L’oiseau vivait toujours avec la femme lorsqu’elle est revenue voir Aronson. Lorsque le médecin s’est présenté, la patiente a répété l’histoire une fois de plus. La toux a commencé quelques mois après l’arrivée de l’oiseau. Elle avait déjà eu des oiseaux et cela ne s’était jamais produit. Mais, a-t-elle ajouté, elle a suivi le conseil de Blair et l’oiseau irait dans une nouvelle maison dans quelques semaines. Aronson lui a ensuite posé des questions sur d’autres expositions possibles. Avait-elle déjà fumé ? Non. Sa maison avait-elle subi un dégât des eaux ou un problème de moisissure ? Jamais. Avait-elle un jacuzzi ? Avait-elle déjà vécu dans une ferme ? La liste s’allongeait encore et encore. Elle n’a eu aucune de ces expositions. Juste l’oiseau.

Blair avait testé la femme pour détecter des signes de sensibilité à divers allergènes d’oiseaux. Ils étaient tous négatifs. Était-ce vraiment l’oiseau ? Il avait également ordonné des tests pour rechercher d’autres causes de ce type de maladie pulmonaire. Là non plus, rien n’est apparu.
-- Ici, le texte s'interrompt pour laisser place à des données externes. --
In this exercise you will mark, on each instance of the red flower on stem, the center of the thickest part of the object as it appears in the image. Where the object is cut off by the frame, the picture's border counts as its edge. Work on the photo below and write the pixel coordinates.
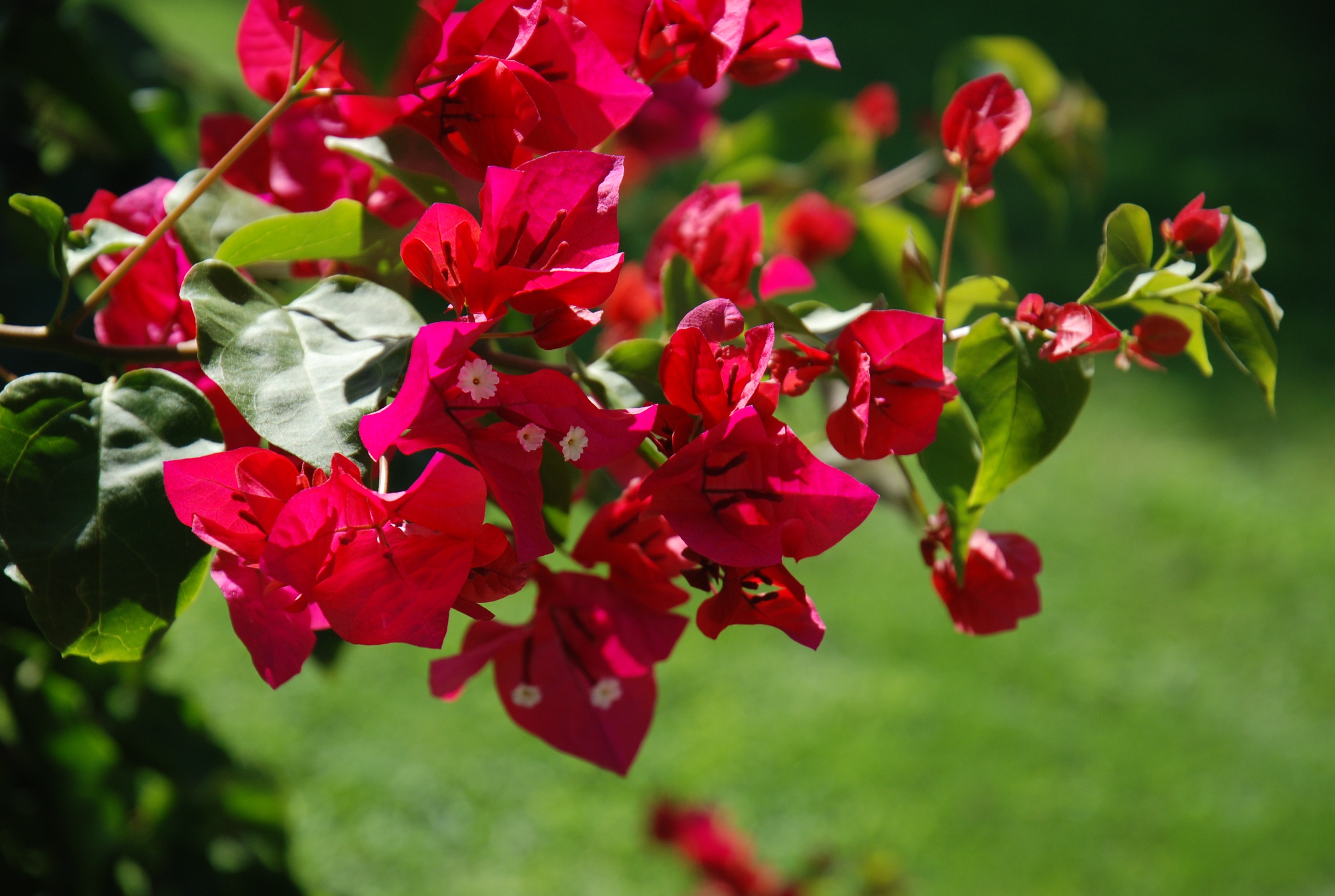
(1195, 229)
(983, 122)
(449, 392)
(548, 243)
(999, 589)
(814, 229)
(580, 675)
(898, 385)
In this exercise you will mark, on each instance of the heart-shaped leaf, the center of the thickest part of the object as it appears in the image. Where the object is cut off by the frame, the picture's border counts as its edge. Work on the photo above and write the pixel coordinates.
(1023, 405)
(302, 374)
(83, 513)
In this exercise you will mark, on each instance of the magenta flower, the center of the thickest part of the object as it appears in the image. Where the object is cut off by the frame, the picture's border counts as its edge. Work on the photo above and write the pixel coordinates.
(448, 390)
(580, 675)
(548, 242)
(748, 493)
(898, 385)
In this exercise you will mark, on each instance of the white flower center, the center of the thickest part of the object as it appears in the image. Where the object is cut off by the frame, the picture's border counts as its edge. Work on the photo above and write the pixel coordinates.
(605, 694)
(531, 437)
(574, 444)
(478, 380)
(526, 696)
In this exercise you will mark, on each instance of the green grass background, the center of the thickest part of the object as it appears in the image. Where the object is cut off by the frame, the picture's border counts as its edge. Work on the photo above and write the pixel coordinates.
(1164, 727)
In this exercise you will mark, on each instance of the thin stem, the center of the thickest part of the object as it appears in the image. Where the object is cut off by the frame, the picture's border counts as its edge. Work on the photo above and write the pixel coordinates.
(291, 95)
(67, 344)
(914, 493)
(948, 243)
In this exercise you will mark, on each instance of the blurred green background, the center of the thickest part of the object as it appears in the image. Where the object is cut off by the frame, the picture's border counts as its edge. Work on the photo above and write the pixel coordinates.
(1164, 727)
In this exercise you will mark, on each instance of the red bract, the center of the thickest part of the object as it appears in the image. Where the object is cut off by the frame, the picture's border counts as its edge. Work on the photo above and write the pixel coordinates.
(703, 377)
(516, 79)
(876, 110)
(796, 369)
(767, 596)
(640, 548)
(291, 166)
(717, 236)
(1081, 331)
(548, 241)
(771, 46)
(898, 385)
(580, 675)
(1195, 229)
(814, 229)
(999, 589)
(984, 119)
(231, 501)
(629, 307)
(720, 852)
(384, 568)
(446, 393)
(146, 307)
(748, 493)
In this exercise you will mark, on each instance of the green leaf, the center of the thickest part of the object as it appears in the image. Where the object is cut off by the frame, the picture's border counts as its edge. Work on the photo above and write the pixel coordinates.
(681, 292)
(558, 481)
(302, 374)
(98, 238)
(918, 279)
(974, 293)
(215, 215)
(629, 373)
(333, 233)
(1240, 326)
(376, 32)
(83, 511)
(1024, 407)
(408, 157)
(1127, 246)
(1197, 349)
(951, 464)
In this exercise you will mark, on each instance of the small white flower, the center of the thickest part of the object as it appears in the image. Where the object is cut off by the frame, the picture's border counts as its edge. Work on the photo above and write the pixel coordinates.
(526, 696)
(574, 444)
(605, 694)
(531, 437)
(478, 380)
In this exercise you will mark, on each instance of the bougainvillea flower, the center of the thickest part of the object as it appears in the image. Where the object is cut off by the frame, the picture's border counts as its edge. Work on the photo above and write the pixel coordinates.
(771, 46)
(814, 229)
(1195, 229)
(269, 617)
(717, 236)
(548, 240)
(1081, 331)
(231, 500)
(796, 369)
(674, 121)
(720, 852)
(640, 548)
(983, 122)
(146, 307)
(291, 166)
(580, 675)
(876, 110)
(629, 309)
(898, 385)
(448, 390)
(999, 589)
(1155, 336)
(767, 596)
(748, 493)
(519, 79)
(382, 568)
(704, 377)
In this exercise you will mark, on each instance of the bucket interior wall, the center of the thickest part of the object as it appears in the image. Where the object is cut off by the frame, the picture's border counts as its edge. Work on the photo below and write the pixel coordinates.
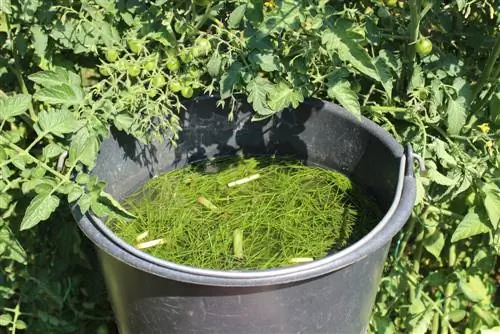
(150, 298)
(307, 133)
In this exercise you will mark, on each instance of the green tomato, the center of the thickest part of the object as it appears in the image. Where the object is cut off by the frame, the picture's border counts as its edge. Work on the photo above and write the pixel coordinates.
(121, 64)
(175, 86)
(187, 92)
(470, 199)
(105, 71)
(173, 64)
(202, 47)
(150, 65)
(423, 47)
(186, 56)
(152, 92)
(203, 3)
(112, 55)
(135, 45)
(158, 81)
(134, 70)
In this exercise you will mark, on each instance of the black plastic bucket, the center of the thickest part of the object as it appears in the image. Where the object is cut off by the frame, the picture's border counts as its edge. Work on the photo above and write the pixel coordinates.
(331, 295)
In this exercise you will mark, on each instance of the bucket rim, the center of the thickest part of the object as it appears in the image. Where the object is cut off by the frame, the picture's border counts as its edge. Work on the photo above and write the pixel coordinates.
(382, 233)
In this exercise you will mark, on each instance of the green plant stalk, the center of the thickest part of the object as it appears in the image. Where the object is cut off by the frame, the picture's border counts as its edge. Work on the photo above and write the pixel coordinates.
(445, 323)
(408, 234)
(17, 313)
(35, 160)
(435, 323)
(17, 70)
(383, 109)
(490, 63)
(414, 34)
(416, 261)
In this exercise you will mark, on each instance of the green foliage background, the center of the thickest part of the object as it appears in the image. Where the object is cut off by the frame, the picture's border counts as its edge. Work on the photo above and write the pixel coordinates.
(71, 70)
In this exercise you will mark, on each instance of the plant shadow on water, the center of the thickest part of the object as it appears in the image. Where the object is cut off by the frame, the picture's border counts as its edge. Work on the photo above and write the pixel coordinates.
(207, 133)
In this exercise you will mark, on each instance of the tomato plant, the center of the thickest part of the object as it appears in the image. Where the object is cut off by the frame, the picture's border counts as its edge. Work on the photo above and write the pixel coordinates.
(71, 72)
(423, 47)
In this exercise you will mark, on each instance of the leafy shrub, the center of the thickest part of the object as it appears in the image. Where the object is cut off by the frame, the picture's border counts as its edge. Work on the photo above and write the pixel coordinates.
(428, 71)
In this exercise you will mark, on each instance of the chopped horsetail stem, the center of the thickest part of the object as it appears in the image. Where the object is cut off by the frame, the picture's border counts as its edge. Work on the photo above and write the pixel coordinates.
(243, 181)
(149, 244)
(206, 203)
(142, 236)
(289, 213)
(238, 243)
(301, 259)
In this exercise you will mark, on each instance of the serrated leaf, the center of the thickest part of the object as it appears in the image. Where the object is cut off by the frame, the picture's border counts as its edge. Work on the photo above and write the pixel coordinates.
(236, 16)
(63, 94)
(51, 150)
(50, 79)
(435, 176)
(229, 79)
(84, 147)
(57, 122)
(473, 289)
(470, 225)
(266, 61)
(6, 318)
(5, 6)
(417, 307)
(341, 91)
(456, 115)
(123, 122)
(5, 200)
(40, 209)
(417, 80)
(445, 158)
(75, 194)
(424, 323)
(21, 324)
(348, 50)
(283, 96)
(254, 12)
(14, 105)
(39, 40)
(492, 203)
(385, 76)
(434, 244)
(214, 65)
(258, 90)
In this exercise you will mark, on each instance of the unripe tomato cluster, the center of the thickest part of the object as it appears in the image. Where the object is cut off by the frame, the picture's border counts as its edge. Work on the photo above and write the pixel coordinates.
(174, 70)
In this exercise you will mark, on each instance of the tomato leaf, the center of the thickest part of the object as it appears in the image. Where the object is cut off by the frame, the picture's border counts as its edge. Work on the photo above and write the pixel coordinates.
(434, 244)
(62, 94)
(469, 226)
(456, 112)
(40, 40)
(473, 289)
(14, 105)
(267, 61)
(214, 65)
(338, 40)
(236, 16)
(40, 209)
(341, 91)
(50, 79)
(283, 96)
(258, 90)
(84, 148)
(229, 79)
(57, 122)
Alors qu’est-ce que c’était ? Malgré les tests négatifs, Aronson pensait toujours que l’oiseau était le coupable le plus probable. Mais il lui restait encore un test à faire avant de commencer le traitement : un test pour examiner ses poumons de l’intérieur. Au cours de cette procédure, une petite caméra serait introduite dans ses poumons. Un liquide stérile serait pulvérisé dans les voies respiratoires puis aspiré. Le liquide récupéré serait examiné à la recherche de signes d’inflammation et pour détecter tout virus ou autre insecte.
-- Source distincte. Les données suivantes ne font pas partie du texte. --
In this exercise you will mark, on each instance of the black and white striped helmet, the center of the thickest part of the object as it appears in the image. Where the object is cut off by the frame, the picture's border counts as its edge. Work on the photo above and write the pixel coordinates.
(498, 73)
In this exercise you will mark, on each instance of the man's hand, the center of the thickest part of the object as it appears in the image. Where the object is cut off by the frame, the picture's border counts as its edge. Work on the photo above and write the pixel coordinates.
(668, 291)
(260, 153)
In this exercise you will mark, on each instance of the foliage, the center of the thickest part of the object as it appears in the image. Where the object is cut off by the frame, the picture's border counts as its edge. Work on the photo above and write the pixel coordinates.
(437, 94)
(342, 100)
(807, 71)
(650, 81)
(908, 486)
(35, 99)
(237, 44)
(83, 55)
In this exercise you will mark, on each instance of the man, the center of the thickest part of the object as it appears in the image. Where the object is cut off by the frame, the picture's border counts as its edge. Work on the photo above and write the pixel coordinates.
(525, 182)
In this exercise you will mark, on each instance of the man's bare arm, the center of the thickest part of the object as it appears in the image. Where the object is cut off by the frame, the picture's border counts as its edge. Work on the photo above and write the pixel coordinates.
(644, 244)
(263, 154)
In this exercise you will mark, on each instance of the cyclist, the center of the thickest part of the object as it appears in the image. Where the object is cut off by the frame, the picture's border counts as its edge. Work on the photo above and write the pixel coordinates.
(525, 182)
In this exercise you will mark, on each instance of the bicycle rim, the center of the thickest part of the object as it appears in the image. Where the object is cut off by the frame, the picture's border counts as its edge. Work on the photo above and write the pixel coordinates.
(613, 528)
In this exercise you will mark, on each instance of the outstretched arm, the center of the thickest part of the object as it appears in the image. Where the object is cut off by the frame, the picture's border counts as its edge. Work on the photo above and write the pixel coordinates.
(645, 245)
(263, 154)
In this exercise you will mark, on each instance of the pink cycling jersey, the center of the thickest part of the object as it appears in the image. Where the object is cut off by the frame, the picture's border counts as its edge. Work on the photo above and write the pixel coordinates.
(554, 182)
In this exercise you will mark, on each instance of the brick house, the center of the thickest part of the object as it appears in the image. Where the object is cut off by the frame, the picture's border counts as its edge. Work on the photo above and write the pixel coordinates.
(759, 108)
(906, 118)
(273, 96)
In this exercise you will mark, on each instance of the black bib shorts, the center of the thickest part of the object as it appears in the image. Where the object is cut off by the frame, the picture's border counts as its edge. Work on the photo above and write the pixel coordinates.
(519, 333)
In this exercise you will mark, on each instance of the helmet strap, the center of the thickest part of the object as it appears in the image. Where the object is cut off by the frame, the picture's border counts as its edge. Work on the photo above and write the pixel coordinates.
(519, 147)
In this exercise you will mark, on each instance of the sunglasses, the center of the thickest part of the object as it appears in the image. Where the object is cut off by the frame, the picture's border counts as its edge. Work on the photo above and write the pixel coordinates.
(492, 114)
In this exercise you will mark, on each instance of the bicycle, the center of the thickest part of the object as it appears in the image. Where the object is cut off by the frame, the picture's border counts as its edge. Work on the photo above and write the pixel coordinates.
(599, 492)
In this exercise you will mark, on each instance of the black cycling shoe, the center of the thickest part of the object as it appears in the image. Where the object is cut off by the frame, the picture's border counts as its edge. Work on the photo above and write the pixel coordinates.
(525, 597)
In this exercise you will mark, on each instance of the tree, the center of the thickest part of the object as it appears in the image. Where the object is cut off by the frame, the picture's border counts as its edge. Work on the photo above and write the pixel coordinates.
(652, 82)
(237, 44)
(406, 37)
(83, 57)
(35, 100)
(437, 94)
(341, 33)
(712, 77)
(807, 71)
Ce test, appelé lavage broncho-alvéolaire, a été effectué 10 jours plus tard. Le liquide aspiré de ses poumons regorgeait de cellules inflammatoires. Mais il n’y avait aucun virus. Aucune bactérie. Pas de champignons. Tout le reste étant exclu, Aronson a commencé à donner au patient une dose élevée de prednisone pour calmer ce qui semblait encore le plus susceptible d’être un processus inflammatoire allergique. La prednisone était comme par magie. Presque immédiatement, la patiente a remarqué que sa toux s’était calmée et que sa respiration était plus facile. Lorsqu’elle est revenue voir Aronson deux mois plus tard, elle se sentait bien. Elle toussait encore de temps en temps, mais cela s’améliorait constamment. Les scans ont mis plus de temps à s’améliorer, mais le plus récent, ce printemps, n’a montré qu’une dispersion de taches anormales, qui sont probablement des cicatrices.
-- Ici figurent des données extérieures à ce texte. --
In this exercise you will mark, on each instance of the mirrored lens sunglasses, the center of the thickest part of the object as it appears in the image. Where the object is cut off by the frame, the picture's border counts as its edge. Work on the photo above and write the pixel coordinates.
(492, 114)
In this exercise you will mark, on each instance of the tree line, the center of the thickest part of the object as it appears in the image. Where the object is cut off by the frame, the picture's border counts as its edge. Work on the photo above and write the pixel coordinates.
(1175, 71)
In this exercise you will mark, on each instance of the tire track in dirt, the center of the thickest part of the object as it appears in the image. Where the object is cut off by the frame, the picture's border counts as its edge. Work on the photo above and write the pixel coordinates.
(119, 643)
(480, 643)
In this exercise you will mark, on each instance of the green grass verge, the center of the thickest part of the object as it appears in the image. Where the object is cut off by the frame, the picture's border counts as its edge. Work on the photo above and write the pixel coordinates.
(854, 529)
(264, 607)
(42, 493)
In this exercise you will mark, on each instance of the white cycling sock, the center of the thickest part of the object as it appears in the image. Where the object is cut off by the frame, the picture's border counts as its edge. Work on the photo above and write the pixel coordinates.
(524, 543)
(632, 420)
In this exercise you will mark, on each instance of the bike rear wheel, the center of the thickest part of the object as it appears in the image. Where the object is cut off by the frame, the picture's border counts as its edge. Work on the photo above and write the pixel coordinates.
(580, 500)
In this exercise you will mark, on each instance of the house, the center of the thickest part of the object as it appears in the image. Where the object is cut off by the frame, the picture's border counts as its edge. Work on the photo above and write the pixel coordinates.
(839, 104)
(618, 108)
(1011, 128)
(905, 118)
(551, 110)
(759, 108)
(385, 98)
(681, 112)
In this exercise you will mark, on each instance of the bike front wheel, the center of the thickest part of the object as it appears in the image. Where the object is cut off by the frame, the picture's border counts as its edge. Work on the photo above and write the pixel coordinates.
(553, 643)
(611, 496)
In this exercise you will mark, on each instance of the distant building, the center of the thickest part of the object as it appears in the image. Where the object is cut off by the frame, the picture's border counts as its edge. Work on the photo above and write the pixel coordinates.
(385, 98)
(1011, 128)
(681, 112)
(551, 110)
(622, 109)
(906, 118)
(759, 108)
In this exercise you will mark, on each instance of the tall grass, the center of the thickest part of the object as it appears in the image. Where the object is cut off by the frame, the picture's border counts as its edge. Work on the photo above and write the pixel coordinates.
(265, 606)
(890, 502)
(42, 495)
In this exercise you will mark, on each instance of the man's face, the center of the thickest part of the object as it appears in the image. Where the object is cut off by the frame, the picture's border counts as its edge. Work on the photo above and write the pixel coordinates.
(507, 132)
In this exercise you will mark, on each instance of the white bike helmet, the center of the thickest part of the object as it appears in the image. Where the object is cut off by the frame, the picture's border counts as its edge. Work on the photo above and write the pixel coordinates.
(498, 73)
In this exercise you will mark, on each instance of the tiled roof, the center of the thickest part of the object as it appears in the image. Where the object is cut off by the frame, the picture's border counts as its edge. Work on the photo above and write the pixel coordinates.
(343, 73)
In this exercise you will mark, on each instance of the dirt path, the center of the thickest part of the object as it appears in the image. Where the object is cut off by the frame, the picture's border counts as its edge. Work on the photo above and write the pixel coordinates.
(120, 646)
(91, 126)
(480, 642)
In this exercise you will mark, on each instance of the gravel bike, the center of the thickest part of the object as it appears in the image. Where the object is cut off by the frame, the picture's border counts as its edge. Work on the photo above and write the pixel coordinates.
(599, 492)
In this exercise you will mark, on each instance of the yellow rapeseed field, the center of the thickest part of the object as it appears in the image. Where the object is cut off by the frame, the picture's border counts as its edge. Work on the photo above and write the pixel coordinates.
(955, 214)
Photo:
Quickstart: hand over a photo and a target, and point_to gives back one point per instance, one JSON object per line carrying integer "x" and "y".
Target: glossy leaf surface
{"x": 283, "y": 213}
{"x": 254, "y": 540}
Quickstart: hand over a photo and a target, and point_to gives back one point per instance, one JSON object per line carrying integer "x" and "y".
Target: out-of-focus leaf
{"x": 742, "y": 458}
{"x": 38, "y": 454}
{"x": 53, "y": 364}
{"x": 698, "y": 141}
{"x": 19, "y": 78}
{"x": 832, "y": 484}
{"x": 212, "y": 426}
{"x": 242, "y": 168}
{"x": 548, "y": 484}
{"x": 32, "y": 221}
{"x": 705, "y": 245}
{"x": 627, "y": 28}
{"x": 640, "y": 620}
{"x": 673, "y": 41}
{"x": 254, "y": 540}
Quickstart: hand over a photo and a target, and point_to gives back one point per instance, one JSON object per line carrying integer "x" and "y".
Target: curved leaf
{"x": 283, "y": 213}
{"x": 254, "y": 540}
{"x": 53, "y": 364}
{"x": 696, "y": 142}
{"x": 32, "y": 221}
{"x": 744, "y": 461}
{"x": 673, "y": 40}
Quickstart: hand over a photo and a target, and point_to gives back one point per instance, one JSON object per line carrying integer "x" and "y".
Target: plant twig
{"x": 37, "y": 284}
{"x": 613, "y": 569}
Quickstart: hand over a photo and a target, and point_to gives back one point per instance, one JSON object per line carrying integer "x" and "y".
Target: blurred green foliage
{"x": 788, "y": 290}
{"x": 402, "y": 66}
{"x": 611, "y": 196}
J’ai interrogé Aronson sur les résultats des tests non concluants. Elle a déclaré que l’histoire du patient concernant une toux qui avait commencé des mois après l’arrivée de l’oiseau, ainsi que le scanner typique, semblaient plus importants que les résultats des tests. Et son amélioration une fois l’oiseau sorti de la maison était rassurante. Aucun test n’est parfait, m’a-t-elle rappelé.

La patiente est ravie d’avoir enfin pu subir l’opération du dos dont elle avait tant besoin – et de pouvoir à nouveau profiter de ses promenades. Elle ne fait pas le genre de kilométrage qu’elle faisait avant que l’oiseau n’emménage – mais elle et son chien ont quelques années de plus. Et pendant qu’ils marchent, ils aiment toujours observer et écouter les oiseaux, à une distance très sûre.